The falling tide left the ship stranded, and with a storm approaching the captain had the 896 passengers removed and ferried to Astoria on local boats. The crew stayed on board to try to re-float the vessel, but the storm-driven waves began breaking up the hull, and as they abandoned ship. The last boat to leave overturned, casting 14 men into the water. Eleven died.

The stricken vessel was soon pulverized by the waves, but parts of the wreckage remained visible at low tide for many years. Soldiers at nearby Fort Canby reportedly used the ship’s rusting boilers for artillery practice.

Delgado said the Great Republic has its own place in history. Launched in New York in 1867 by the Pacific Mail Steamship Company, it was part of the first generation of steamships built specifically to serve the Far East trade, carrying passengers and cargo between the west coast and Japan and China. The Great Republic eventually proved to be unprofitable on the trans-Pacific route, and had been sold and put to work on the West Coast at the time of its demise.

It’s the first project in his career, which includes dives to the Titanic and U.S.S. Arizona, involving a case of mistaken identity, Delgado said. But “unless you find a bell with the ship’s name on it,” proving a wreck’s identity can be iffy, he said. During past dives to the wreck, he and other researchers were careful not to remove pieces of the vessel, excavate sand or do other potentially damaging work that might have tipped them off to the ship’s identity earlier.

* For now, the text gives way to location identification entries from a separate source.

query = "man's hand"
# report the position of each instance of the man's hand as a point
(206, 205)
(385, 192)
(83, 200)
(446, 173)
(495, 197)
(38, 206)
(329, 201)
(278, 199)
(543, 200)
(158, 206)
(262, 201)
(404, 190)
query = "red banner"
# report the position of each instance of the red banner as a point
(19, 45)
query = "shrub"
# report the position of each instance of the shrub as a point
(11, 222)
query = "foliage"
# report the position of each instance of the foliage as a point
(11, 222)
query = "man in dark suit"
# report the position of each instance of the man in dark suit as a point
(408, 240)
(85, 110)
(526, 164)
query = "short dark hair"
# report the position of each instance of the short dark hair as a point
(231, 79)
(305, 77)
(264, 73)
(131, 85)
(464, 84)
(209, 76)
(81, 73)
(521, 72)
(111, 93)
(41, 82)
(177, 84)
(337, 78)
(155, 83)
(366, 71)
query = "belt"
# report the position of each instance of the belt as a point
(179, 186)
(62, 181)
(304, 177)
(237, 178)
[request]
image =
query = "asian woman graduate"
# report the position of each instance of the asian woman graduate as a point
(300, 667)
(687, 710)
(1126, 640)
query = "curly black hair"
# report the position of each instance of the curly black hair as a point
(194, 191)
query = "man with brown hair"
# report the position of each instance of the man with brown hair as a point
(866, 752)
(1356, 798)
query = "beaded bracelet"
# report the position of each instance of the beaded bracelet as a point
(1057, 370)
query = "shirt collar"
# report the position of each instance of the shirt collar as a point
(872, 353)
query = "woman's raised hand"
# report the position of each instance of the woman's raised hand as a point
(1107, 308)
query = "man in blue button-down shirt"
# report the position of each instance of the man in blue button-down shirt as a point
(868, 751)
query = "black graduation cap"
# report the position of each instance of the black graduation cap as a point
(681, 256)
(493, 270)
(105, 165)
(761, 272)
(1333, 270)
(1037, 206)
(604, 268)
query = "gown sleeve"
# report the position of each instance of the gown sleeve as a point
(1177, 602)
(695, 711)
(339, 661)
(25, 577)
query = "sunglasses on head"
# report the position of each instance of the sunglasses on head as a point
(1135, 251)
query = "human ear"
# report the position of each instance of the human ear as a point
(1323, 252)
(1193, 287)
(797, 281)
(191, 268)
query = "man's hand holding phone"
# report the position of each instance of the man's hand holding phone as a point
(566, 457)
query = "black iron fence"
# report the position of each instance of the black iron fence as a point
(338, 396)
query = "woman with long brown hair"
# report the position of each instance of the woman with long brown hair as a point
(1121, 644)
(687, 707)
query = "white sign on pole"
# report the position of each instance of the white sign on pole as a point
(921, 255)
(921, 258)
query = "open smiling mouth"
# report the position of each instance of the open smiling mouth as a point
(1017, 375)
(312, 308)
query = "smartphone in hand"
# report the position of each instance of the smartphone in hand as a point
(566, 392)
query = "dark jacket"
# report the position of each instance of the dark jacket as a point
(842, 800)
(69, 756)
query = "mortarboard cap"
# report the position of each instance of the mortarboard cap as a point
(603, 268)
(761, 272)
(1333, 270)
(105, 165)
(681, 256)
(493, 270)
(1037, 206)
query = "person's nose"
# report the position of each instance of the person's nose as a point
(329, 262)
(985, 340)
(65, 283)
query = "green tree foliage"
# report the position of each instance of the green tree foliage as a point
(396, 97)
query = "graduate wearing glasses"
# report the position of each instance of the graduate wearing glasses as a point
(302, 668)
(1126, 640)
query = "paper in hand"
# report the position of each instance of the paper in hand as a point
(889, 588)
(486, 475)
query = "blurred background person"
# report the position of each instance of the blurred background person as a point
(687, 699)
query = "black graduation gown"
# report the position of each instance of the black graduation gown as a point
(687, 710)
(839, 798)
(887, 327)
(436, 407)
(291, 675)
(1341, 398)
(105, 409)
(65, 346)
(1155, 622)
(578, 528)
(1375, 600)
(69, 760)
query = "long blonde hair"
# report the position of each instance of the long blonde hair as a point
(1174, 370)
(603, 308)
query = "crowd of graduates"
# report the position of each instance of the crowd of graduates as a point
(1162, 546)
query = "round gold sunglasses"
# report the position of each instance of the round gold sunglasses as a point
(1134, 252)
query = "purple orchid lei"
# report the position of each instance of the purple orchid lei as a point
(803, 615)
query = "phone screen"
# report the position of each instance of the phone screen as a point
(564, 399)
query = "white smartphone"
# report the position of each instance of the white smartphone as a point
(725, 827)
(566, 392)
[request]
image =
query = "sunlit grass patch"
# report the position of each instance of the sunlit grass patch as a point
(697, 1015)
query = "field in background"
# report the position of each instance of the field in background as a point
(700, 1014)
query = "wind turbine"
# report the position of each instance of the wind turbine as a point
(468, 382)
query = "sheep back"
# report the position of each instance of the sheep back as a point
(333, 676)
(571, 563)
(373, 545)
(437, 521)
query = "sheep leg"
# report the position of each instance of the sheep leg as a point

“You try to be as cautious as you can,” he said.

Good process
CRMM executive director Jerry Ostermiller, who has dived to the wreck several times himself, said the new discovery is a testament to the scientific process, and a credit to Delgado’s willingness to let the facts speak for themselves despite his years of involvement with the wreck.

“It’s hard to be invested emotionally in something for so long, and have to restate your position,” he said.

As for the Isabella itself, Delgado believes it has likely vanished, swept away bit by bit by in the decades after its sinking.

The sand bar where the Isabella wrecked is not the Sand Island of today, or even the island that claimed the Great Republic 39 years later. The shifting river channel pushed the island northward between the 1830s and the 1870s, and the Isabella likely would have been left exposed to the strong river current, Delgado said.